Le “bouclier tarifaire” de Jean Castex sera-t-il efficace ?

Devant l'explosion des prix du gaz et de l'électricité, le Premier ministre, Jean Castex, vient d'annoncer des mesures qu'il a qualifiées de "bouclier tarifaire". Dans l'ensemble, elles ont été mal accueillies par l'opposition et les associations de consommateurs, qui les jugent insuffisantes.


Blocage et baisse de prix


Les prix de l'énergie ne cessent d'augmenter depuis le début de l'année. Depuis le mois de janvier, le prix réglementé du gaz aurait progressé de 57 %, avec une nouvelle hausse de 12,6 % au 1er octobre.


Face à cette flambée des prix, le Premier ministre a donc annoncé, le 30 septembre, ce qu'il appelle lui-même un "bouclier tarifaire". Il consiste d'abord à annuler toute augmentation du prix du gaz jusqu'en avril 2022.


Par conséquent, les fortes hausses, de l'ordre de 30 %, qui devaient intervenir à la fin de l'année n'auront pas lieu. Mais le gouvernement a été échaudé par de précédents jugements, qui avaient annulé les blocages décidés par certains de ses prédécesseurs.


Il a donc prévu que les hausses de prix annulées seraient rattrapées peu à peu, à partir d'avril 2022. Concernant l'électricité, Jean Castex a réduit à 4% l'augmentation de prix de 12 % qui devait intervenir au début de l'année 2022.


Des mesures jugées insuffisantes


Une partie de l'opposition et des associations de consommateurs considèrent que les mesures concernant le prix du gaz ne sont qu'un leurre. Pour elles, en effet, l'augmentation n'est que reportée et son poids, à partir du printemps 2022, n'en pèsera pas moins sur le budget des Français.


Elles auraient préféré que le gouvernement joue sur la fiscalité, en abaissant la TVA par exemple. Compte tenu de la date choisie pour le report de l'augmentation, qui correspond plus ou moins à l'élection présidentielle, l'opposition dénonce également une mesure "électoraliste".
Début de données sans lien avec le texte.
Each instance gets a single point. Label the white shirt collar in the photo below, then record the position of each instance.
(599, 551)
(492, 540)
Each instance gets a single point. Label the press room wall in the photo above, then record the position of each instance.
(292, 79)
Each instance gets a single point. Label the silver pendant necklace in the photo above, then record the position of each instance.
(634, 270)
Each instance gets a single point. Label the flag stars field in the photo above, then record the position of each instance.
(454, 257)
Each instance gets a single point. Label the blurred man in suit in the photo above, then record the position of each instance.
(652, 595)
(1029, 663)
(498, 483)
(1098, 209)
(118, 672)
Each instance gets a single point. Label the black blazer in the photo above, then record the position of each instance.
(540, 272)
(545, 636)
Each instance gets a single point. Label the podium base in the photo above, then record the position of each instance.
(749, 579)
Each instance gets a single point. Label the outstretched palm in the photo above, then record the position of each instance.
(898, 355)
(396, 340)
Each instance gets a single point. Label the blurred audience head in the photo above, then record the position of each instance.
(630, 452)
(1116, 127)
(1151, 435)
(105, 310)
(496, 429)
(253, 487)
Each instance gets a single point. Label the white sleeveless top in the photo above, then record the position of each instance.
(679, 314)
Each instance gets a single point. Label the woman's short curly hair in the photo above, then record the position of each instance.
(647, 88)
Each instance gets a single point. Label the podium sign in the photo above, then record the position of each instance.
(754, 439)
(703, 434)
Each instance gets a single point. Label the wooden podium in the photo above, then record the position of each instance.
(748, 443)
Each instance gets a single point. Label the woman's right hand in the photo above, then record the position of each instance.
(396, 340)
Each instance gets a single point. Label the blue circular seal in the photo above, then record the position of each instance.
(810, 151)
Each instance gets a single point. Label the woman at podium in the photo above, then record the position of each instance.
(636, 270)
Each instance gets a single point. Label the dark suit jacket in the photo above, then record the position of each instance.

Ces mesures ne font pas non plus l'affaire des autres fournisseurs d'énergie. Comme leurs tarifs sont indexés sur le prix réglementé du gaz, elles vont se traduire par une baisse de leurs recettes. Dans cette situation, ils peineront à s'approvisionner, l'énergie coûtant toujours plus cher. Ils prévoient donc un important manque à gagner.